There are 2 best solutions below

0
On

You can solve the problem via integer linear programming as follows. Let binary decision variables $x_u$ and $y_v$ indicate whether node $u\in U$ or node $v\in V$ is selected, respectively. The problem is to maximize $\sum_u x_u+\sum_v y_v$ subject to linear constraints \begin{align} x_u+y_v &\le 1 &&\text{for $(u,v)\in E$} \\ c \sum_v y_v \le \sum_u x_u &\le C \sum_v y_v \end{align}

0
On

First of all: most of the time, we should not expect such a set to exist. (We can quantify this by saying that in a random bipartite graph of this type, as the number of vertices tends to infinity, the probability that $I$ exists tends to $0$.) This would take some work to prove, but intuitively, there are $2^{O(n)}$ possibilities for $I$, and each one has a probability of $2^{-O(n^2)}$ of being independent.

The good news is that finding the largest independent set in a bipartite graph is a tractable problem. The complement of $I$ is a vertex cover; finding the minimum vertex cover can be done by solving a maximum-flow problem. (The technical details: add a source vertex $s$ with a capacity-$1$ arc to each vertex in $U$; turn all edges of $G$ into unbounded capacity arcs from $U$ to $V$; add a sink vertex $t$ with a capacity-$1$ arc from each vertex in $V$. If $(S,T)$ is a minimum cut corresponding to the maximum flow in this network, then there can be no edges from $S \cap U$ to $T \cap V$, which means we can take $I = (S \cap U) \cup (T \cap V)$ to be our independent set.)

This works great if it turns out that $I$ is actually larger than $U$ and $V$, but if it's smaller, then this procedure will not find it.


Here is a heuristic suggestion for how to find a balanced $I$ of size $|U|-O(d)$, if it exists.

Modify the maximum flow problem above to give the arcs from $s$ to $U$ capacities of $1+\epsilon, 1+2\epsilon, \dots, 1 + |U|\epsilon$, in random order, for some $\epsilon>0$ we'll worry about later. Do the same thing for arcs from $V$ to $t$. Again, find the maximum flow and the corresponding independent set.

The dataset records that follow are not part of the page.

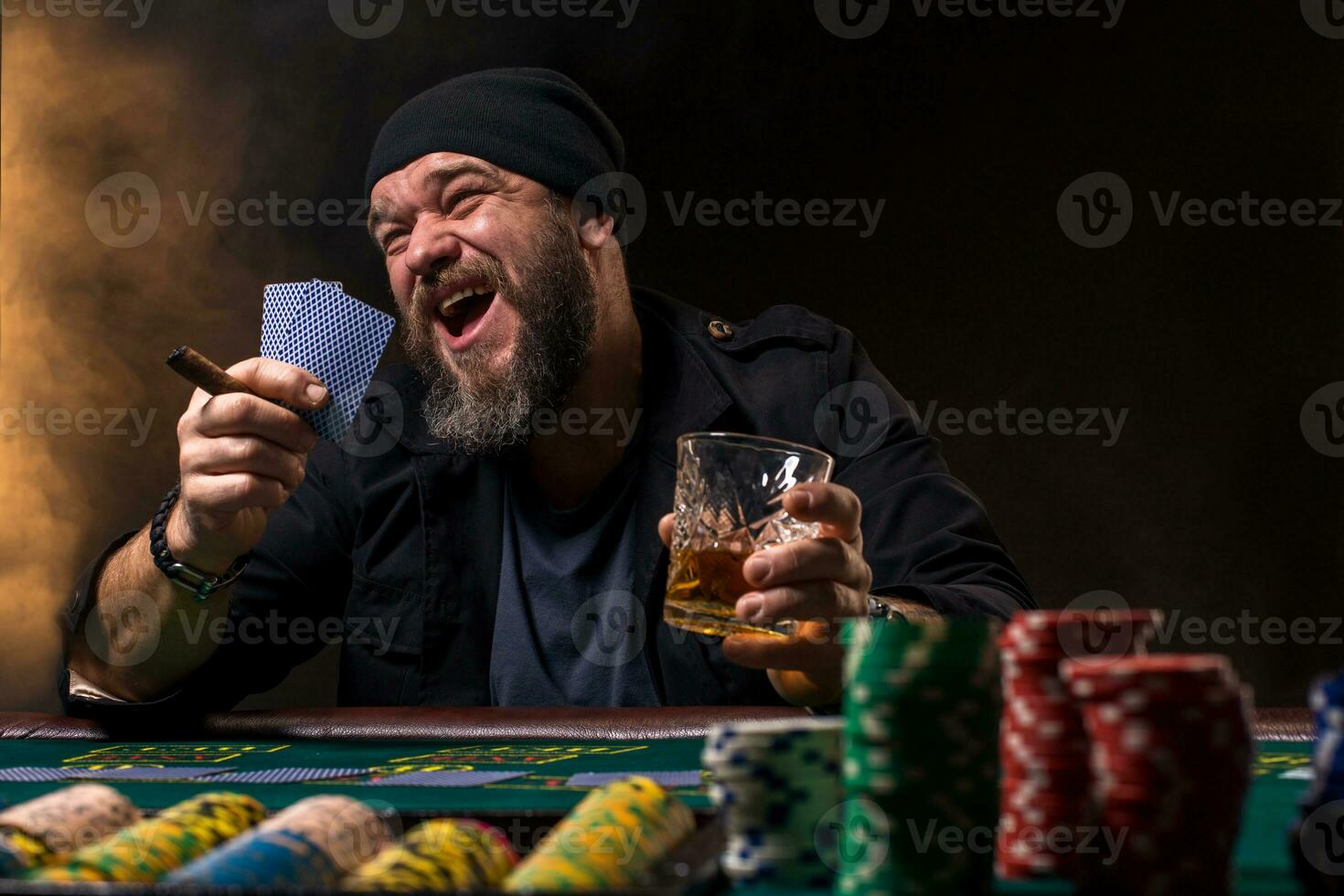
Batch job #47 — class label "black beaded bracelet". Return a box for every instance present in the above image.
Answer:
[149,482,251,601]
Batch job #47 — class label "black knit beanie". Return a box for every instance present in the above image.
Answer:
[364,69,625,197]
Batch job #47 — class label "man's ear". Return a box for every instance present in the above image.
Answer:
[578,212,615,251]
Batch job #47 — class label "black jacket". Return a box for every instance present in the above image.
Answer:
[62,289,1033,713]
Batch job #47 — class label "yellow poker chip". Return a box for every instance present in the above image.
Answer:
[504,776,695,892]
[29,793,266,882]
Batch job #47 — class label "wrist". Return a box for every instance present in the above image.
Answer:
[164,500,238,575]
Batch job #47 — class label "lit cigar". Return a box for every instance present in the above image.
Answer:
[166,346,261,398]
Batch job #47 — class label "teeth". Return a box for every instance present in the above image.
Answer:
[438,286,491,315]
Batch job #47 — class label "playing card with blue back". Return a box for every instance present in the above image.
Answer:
[262,280,395,442]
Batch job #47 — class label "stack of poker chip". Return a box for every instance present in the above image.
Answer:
[0,784,140,877]
[1061,655,1253,893]
[700,718,843,888]
[836,616,1000,895]
[504,776,695,892]
[340,818,517,893]
[1292,669,1344,895]
[164,795,391,888]
[995,610,1161,880]
[28,793,266,882]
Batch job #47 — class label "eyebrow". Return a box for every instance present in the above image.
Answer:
[368,158,500,243]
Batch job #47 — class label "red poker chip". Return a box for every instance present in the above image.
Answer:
[1003,679,1074,701]
[1004,693,1087,718]
[998,728,1087,756]
[998,735,1092,768]
[998,716,1087,748]
[1004,607,1165,632]
[1004,698,1083,728]
[998,752,1092,778]
[1059,653,1236,699]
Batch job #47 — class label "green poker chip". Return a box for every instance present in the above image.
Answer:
[835,616,1001,895]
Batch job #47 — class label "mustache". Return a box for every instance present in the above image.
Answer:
[411,257,508,315]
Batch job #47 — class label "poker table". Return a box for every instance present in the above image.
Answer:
[0,707,1312,893]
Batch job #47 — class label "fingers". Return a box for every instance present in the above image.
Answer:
[658,513,676,548]
[180,435,305,492]
[183,473,289,513]
[190,392,317,452]
[229,357,329,409]
[734,579,869,624]
[723,622,844,673]
[784,482,863,543]
[741,538,872,593]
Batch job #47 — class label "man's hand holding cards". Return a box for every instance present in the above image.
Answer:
[166,280,394,571]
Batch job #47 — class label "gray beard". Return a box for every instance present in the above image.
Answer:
[403,201,597,455]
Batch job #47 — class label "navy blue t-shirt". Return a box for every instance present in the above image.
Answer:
[491,443,658,707]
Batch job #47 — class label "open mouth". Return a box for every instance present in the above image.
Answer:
[438,283,495,340]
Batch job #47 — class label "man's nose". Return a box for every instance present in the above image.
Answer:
[406,220,463,277]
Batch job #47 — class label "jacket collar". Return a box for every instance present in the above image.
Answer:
[397,286,732,466]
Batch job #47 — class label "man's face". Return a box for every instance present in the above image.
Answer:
[369,153,597,454]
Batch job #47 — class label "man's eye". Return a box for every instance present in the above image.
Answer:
[448,189,485,212]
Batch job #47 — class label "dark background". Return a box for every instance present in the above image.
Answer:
[0,0,1344,705]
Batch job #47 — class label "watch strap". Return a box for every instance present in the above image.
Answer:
[149,482,251,601]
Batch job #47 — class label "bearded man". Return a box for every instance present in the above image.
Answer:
[62,69,1032,716]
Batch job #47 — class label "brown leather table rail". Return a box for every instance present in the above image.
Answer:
[0,707,806,741]
[0,707,1312,741]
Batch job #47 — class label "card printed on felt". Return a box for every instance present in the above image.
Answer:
[207,765,369,784]
[0,765,88,784]
[564,768,700,787]
[368,771,527,787]
[66,765,241,781]
[281,283,395,442]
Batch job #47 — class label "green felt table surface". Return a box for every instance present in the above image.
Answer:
[0,739,709,816]
[0,739,1310,895]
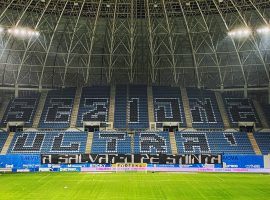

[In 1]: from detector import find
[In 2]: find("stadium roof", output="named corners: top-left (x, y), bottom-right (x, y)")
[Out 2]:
top-left (0, 0), bottom-right (270, 88)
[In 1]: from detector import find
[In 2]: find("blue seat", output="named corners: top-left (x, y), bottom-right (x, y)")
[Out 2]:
top-left (39, 88), bottom-right (76, 129)
top-left (254, 132), bottom-right (270, 155)
top-left (223, 95), bottom-right (261, 127)
top-left (134, 132), bottom-right (172, 155)
top-left (91, 132), bottom-right (131, 154)
top-left (77, 86), bottom-right (110, 127)
top-left (0, 132), bottom-right (8, 152)
top-left (153, 86), bottom-right (186, 127)
top-left (8, 132), bottom-right (88, 154)
top-left (175, 131), bottom-right (255, 154)
top-left (127, 85), bottom-right (149, 130)
top-left (187, 88), bottom-right (224, 129)
top-left (1, 93), bottom-right (40, 127)
top-left (114, 85), bottom-right (127, 129)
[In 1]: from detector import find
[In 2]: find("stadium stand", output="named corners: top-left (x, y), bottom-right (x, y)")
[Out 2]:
top-left (114, 85), bottom-right (127, 129)
top-left (39, 88), bottom-right (76, 129)
top-left (187, 88), bottom-right (224, 129)
top-left (8, 132), bottom-right (88, 154)
top-left (1, 93), bottom-right (39, 127)
top-left (127, 85), bottom-right (149, 130)
top-left (223, 95), bottom-right (261, 127)
top-left (175, 132), bottom-right (254, 154)
top-left (153, 86), bottom-right (186, 127)
top-left (262, 104), bottom-right (270, 125)
top-left (253, 132), bottom-right (270, 155)
top-left (0, 132), bottom-right (8, 152)
top-left (91, 132), bottom-right (131, 154)
top-left (77, 86), bottom-right (110, 127)
top-left (134, 132), bottom-right (172, 154)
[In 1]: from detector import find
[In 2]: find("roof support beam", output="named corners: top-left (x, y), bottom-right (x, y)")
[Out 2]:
top-left (39, 0), bottom-right (69, 88)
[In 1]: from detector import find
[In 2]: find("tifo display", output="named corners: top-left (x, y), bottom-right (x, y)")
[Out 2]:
top-left (0, 85), bottom-right (270, 172)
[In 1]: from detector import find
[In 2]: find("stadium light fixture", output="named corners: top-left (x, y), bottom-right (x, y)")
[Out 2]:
top-left (228, 28), bottom-right (252, 38)
top-left (257, 26), bottom-right (270, 34)
top-left (8, 27), bottom-right (40, 38)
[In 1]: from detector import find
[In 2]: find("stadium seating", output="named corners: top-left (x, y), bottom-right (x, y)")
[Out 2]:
top-left (262, 104), bottom-right (270, 126)
top-left (187, 88), bottom-right (224, 129)
top-left (8, 132), bottom-right (88, 154)
top-left (39, 88), bottom-right (76, 129)
top-left (114, 85), bottom-right (127, 129)
top-left (91, 132), bottom-right (131, 154)
top-left (127, 85), bottom-right (149, 130)
top-left (223, 95), bottom-right (261, 127)
top-left (0, 132), bottom-right (8, 152)
top-left (1, 93), bottom-right (39, 127)
top-left (175, 132), bottom-right (254, 154)
top-left (153, 86), bottom-right (186, 127)
top-left (77, 86), bottom-right (110, 127)
top-left (254, 132), bottom-right (270, 154)
top-left (134, 132), bottom-right (172, 154)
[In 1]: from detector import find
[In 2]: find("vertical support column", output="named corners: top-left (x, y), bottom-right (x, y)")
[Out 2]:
top-left (244, 84), bottom-right (247, 98)
top-left (268, 82), bottom-right (270, 104)
top-left (109, 85), bottom-right (115, 128)
top-left (147, 86), bottom-right (155, 127)
top-left (15, 84), bottom-right (19, 98)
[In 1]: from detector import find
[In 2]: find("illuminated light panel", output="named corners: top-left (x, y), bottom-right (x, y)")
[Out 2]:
top-left (228, 28), bottom-right (252, 38)
top-left (257, 26), bottom-right (270, 34)
top-left (8, 27), bottom-right (39, 38)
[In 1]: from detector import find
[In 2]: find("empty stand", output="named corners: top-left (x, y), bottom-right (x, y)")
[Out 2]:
top-left (114, 85), bottom-right (127, 129)
top-left (39, 88), bottom-right (76, 129)
top-left (187, 88), bottom-right (224, 129)
top-left (77, 86), bottom-right (110, 127)
top-left (0, 132), bottom-right (9, 154)
top-left (253, 132), bottom-right (270, 155)
top-left (223, 95), bottom-right (261, 127)
top-left (253, 100), bottom-right (270, 128)
top-left (134, 132), bottom-right (172, 155)
top-left (215, 92), bottom-right (230, 129)
top-left (181, 88), bottom-right (192, 128)
top-left (91, 132), bottom-right (131, 154)
top-left (153, 86), bottom-right (186, 127)
top-left (33, 92), bottom-right (48, 128)
top-left (147, 86), bottom-right (155, 123)
top-left (127, 85), bottom-right (149, 130)
top-left (109, 85), bottom-right (115, 124)
top-left (1, 93), bottom-right (39, 127)
top-left (70, 87), bottom-right (82, 128)
top-left (8, 132), bottom-right (88, 154)
top-left (175, 132), bottom-right (254, 154)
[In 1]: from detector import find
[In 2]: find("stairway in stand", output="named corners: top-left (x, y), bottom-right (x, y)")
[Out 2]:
top-left (147, 86), bottom-right (155, 124)
top-left (0, 96), bottom-right (10, 122)
top-left (215, 92), bottom-right (230, 129)
top-left (169, 132), bottom-right (178, 155)
top-left (180, 88), bottom-right (192, 128)
top-left (130, 133), bottom-right (134, 154)
top-left (247, 133), bottom-right (262, 155)
top-left (85, 132), bottom-right (94, 154)
top-left (253, 100), bottom-right (270, 128)
top-left (109, 85), bottom-right (115, 127)
top-left (70, 87), bottom-right (82, 128)
top-left (1, 132), bottom-right (15, 155)
top-left (33, 92), bottom-right (48, 128)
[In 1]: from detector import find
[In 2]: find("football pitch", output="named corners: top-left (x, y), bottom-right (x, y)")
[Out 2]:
top-left (0, 172), bottom-right (270, 200)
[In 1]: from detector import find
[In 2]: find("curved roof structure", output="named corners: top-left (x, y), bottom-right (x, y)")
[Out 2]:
top-left (0, 0), bottom-right (270, 89)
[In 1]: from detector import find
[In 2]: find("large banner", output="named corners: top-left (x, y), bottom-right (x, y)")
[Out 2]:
top-left (222, 154), bottom-right (264, 168)
top-left (41, 154), bottom-right (222, 165)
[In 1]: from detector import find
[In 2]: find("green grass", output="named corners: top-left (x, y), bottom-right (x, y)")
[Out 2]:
top-left (0, 173), bottom-right (270, 200)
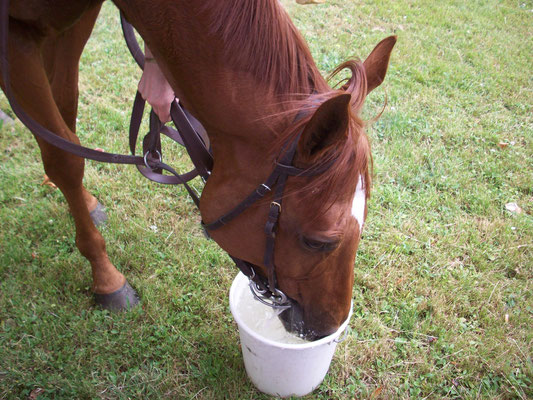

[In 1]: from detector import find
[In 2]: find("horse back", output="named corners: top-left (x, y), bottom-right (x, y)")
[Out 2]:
top-left (9, 0), bottom-right (103, 36)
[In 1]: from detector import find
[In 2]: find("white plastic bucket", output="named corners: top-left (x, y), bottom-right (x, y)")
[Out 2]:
top-left (229, 272), bottom-right (353, 397)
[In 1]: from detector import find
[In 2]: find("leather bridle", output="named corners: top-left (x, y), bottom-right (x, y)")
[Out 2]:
top-left (0, 0), bottom-right (330, 310)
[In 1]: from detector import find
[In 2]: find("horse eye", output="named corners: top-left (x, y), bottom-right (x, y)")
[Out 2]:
top-left (302, 236), bottom-right (339, 252)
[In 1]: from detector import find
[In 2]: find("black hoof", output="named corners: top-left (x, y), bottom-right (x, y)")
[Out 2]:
top-left (91, 202), bottom-right (107, 226)
top-left (94, 282), bottom-right (139, 311)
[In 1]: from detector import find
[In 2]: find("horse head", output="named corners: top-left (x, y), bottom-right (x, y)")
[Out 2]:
top-left (201, 37), bottom-right (396, 339)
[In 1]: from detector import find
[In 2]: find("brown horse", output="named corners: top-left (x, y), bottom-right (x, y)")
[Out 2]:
top-left (2, 0), bottom-right (396, 337)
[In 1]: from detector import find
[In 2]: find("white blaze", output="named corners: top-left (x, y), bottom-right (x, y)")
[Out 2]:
top-left (352, 175), bottom-right (366, 233)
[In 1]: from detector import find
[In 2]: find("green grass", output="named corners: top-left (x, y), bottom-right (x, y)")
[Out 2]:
top-left (0, 0), bottom-right (533, 399)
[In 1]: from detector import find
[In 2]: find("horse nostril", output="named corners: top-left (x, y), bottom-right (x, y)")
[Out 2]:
top-left (279, 300), bottom-right (304, 335)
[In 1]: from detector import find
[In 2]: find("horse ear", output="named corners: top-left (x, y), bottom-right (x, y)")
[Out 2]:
top-left (363, 36), bottom-right (397, 93)
top-left (298, 94), bottom-right (351, 164)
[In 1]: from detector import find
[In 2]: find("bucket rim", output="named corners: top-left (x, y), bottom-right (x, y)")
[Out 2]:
top-left (229, 272), bottom-right (353, 350)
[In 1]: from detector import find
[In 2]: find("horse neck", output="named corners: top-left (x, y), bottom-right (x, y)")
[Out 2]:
top-left (115, 0), bottom-right (327, 176)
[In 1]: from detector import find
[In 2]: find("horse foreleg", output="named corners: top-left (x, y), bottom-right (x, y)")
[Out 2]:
top-left (1, 14), bottom-right (137, 309)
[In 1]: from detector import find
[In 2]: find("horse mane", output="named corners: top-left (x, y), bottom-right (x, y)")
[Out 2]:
top-left (202, 0), bottom-right (371, 211)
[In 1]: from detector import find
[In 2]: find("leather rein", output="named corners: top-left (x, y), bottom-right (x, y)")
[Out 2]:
top-left (0, 0), bottom-right (329, 310)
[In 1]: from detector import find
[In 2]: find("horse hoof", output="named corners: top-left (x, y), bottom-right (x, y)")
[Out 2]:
top-left (91, 202), bottom-right (107, 226)
top-left (94, 282), bottom-right (139, 311)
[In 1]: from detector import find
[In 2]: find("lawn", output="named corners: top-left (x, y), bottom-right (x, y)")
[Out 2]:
top-left (0, 0), bottom-right (533, 400)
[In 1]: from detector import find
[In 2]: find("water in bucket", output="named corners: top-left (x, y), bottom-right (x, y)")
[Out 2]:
top-left (229, 272), bottom-right (351, 397)
top-left (236, 280), bottom-right (308, 344)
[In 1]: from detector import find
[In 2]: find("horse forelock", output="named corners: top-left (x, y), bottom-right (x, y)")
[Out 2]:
top-left (273, 60), bottom-right (372, 219)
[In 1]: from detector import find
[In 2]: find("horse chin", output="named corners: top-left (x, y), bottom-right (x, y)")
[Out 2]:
top-left (279, 299), bottom-right (333, 342)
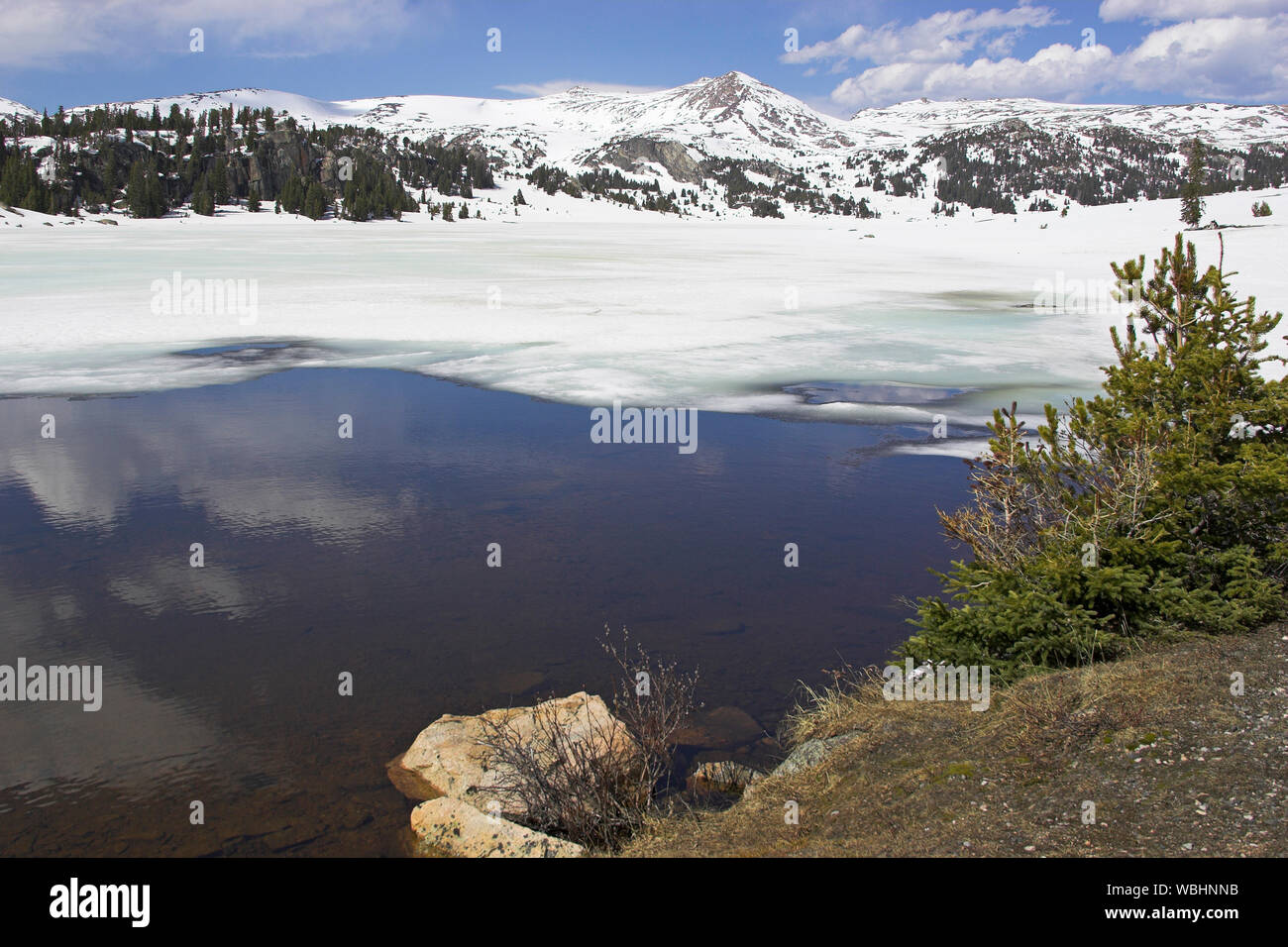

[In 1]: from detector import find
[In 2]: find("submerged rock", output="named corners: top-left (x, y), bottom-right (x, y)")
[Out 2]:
top-left (690, 760), bottom-right (765, 795)
top-left (387, 690), bottom-right (635, 817)
top-left (411, 796), bottom-right (584, 858)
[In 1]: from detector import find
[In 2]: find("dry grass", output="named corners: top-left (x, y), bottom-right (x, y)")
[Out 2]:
top-left (625, 625), bottom-right (1288, 857)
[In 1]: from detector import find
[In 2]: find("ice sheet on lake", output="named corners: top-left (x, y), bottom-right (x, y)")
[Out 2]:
top-left (0, 194), bottom-right (1288, 456)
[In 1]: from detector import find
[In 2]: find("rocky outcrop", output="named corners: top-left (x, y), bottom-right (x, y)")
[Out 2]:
top-left (597, 138), bottom-right (702, 184)
top-left (690, 760), bottom-right (765, 795)
top-left (387, 690), bottom-right (635, 817)
top-left (411, 797), bottom-right (584, 858)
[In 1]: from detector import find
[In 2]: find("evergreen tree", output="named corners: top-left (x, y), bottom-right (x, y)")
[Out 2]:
top-left (304, 180), bottom-right (327, 220)
top-left (1181, 138), bottom-right (1206, 227)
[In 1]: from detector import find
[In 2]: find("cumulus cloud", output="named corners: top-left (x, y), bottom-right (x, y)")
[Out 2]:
top-left (782, 7), bottom-right (1055, 64)
top-left (1100, 0), bottom-right (1284, 23)
top-left (496, 78), bottom-right (664, 95)
top-left (0, 0), bottom-right (413, 67)
top-left (799, 0), bottom-right (1288, 110)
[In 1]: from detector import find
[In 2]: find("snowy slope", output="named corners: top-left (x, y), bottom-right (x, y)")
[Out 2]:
top-left (57, 72), bottom-right (1288, 163)
top-left (849, 99), bottom-right (1288, 149)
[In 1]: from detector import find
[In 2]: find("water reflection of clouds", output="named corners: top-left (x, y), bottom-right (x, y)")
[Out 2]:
top-left (0, 579), bottom-right (227, 796)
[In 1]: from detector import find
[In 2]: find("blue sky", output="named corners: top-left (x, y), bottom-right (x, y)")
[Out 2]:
top-left (0, 0), bottom-right (1288, 115)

There will always be two cuts with value $|U| + \binom{|U|+1}{2} \epsilon$, which correspond to the independent sets $U$ and $V$; the random ordering of the capacities does not affect this value. There will also be some cuts that are slight modifications of these, whose value will be slightly random, with expected value above $|U| + \binom{|U|+1}{2} \epsilon$. Depending on $\epsilon$, the best of these might be slightly better than the trivial cut.

Assuming that there is a large and balanced independent set $I$, the corresponding cut $(S,T)$ will have a slightly higher expected value: a factor of $(1 + O(\frac{d}{|U|}))$ greater. However, because $I$ is balanced, the cut $(S,T)$ should have a high variance: about $O(\epsilon^2 |U|^3)$.

If we pick $\epsilon = \Omega(d/|U|^{3/2})$, then we estimate that a constant fraction of the time, the weighted vertex cover that gives $I$ will win. So we can try repeating this process multiple times with different random modifications each time, and see if we obtain any interesting independent set.